News Release

Extraterrestrial oceans: ERC Advanced Grant for Joachim Saur

Grant and Award Announcement

University of Cologne

The European Research Council (ERC) has awarded the Cologne-based geophysicist Professor Dr Joachim Saur with the ERC Advanced Grant. Saur will receive a total of 2.1 million euros in funding. The ERC Advanced Grant is considered the most important funding award in the European research landscape.

Joachim Saur is Professor at the Institute of Geophysics and Meteorology at the University of Cologne. His research focuses on planets and space physics. With the ERC Advanced Grant for his EXO-OCEANS project, Saur and his team will search for and explore extraterrestrial oceans mainly on the moons in the outer solar system. The occurrence of liquid water is considered one of the few essential prerequisites for life - at least as we know it on Earth.

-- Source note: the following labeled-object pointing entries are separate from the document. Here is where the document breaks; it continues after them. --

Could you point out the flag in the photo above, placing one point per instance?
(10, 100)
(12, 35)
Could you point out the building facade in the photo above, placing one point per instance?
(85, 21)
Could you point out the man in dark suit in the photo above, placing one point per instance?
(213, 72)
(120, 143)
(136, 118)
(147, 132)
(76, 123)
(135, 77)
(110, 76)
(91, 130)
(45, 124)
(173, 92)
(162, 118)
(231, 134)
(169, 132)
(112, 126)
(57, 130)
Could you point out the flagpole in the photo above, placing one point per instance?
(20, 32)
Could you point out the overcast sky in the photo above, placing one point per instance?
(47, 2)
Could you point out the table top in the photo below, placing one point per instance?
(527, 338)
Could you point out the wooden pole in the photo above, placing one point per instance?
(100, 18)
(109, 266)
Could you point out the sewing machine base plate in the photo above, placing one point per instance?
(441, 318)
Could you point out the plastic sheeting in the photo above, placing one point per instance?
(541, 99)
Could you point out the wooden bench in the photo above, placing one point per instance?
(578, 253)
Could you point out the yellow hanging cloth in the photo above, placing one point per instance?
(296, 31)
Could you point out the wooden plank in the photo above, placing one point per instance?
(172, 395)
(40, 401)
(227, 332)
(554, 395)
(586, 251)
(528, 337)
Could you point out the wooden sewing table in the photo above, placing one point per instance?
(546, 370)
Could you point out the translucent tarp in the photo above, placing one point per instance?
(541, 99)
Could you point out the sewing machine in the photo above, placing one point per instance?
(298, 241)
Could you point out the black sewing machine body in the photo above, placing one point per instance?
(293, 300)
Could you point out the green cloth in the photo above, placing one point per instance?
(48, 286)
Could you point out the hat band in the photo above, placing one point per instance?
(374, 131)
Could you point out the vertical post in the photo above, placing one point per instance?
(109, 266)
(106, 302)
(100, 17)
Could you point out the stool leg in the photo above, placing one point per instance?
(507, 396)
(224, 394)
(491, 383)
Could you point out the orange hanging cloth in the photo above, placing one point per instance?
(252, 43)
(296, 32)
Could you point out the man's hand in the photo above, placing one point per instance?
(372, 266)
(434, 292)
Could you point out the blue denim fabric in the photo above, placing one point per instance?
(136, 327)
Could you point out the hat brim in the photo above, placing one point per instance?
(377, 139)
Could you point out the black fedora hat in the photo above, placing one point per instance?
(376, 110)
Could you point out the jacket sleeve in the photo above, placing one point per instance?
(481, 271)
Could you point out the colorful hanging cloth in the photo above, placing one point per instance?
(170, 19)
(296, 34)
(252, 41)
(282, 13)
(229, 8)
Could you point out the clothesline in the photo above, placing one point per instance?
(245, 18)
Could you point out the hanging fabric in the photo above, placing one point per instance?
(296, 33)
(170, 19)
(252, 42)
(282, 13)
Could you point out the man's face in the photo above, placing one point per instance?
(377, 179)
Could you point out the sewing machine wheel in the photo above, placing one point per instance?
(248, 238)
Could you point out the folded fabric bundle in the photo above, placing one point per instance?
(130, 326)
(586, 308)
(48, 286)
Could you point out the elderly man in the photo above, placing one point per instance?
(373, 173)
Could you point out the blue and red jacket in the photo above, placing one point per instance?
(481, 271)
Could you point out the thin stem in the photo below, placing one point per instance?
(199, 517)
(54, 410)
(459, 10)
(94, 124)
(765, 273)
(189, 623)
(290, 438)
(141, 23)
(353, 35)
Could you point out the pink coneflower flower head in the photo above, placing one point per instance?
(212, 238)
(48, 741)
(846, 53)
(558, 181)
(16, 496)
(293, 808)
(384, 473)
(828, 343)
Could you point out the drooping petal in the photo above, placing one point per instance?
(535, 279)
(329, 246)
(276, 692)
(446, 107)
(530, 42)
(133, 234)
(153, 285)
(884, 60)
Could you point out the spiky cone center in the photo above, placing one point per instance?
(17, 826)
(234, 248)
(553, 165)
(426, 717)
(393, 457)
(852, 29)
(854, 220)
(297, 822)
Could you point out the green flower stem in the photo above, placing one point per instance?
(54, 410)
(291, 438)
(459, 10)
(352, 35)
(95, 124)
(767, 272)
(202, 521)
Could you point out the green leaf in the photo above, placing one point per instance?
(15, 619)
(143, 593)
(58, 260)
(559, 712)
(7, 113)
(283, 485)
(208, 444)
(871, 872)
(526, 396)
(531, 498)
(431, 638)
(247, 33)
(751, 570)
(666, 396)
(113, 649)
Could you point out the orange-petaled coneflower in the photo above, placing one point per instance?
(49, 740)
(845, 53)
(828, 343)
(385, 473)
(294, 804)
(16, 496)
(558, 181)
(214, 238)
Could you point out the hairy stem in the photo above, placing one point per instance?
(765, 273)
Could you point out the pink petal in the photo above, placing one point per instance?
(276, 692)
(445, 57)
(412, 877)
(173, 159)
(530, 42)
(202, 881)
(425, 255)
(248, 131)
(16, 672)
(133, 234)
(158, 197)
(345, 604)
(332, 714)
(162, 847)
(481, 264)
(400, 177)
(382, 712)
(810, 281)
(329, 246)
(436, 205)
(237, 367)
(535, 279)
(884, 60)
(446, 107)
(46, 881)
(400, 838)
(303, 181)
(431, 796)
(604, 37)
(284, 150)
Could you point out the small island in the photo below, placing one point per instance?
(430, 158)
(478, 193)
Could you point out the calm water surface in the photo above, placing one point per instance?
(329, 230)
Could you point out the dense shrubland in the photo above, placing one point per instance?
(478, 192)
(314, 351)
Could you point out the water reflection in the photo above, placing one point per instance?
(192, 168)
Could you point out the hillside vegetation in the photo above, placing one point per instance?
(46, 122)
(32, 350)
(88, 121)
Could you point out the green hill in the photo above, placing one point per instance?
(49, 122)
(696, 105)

Using innovative methods and techniques, specifically a combination of computer simulations and new telescope observations, Saur's team plans to search for oceans on Saturn's moons, and also outside our solar system. In addition, the research work will for the first time allow for detailed analyses of the oceans on Jupiter's moons Europa and Ganymede.

We already know that there is water on these Jupiter moons, but previous approaches failed to further characterize these oceans. The EXO-OCEANS project intends to significantly advance research into extraterrestrial oceans and thus create a basis for the search for extraterrestrial life. The project will also provide important results for the further exploration of Ganymede and Europe by the ESA and NASA missions JUICE and EUROPA CLIPPER, which are planned for around 2030.

ERC Advanced Grants are awarded to outstanding researchers for projects which, due to their innovative approach, carry a certain amount of uncertainty, but may open up groundbreaking new avenues in their respective fields. Funding is provided to scientists who have been working consistently and successfully at the highest level for many years.

Joachim Saur studied physics and geophysics at the universities of Stuttgart and Cologne. He then worked as a postdoctoral researcher at the Observatoire de la Côte d'Azur (Nice, France) and at Johns Hopkins University (Baltimore, Maryland, USA), and as a Senior Research Scientist at the Applied Physics Laboratory (Laurel, Maryland, USA). In 2005 Saur returned to Cologne as a professor at the Institute of Geophysics and Meteorology. In 2011 and 2015 he also held visiting professorships at Johns Hopkins University.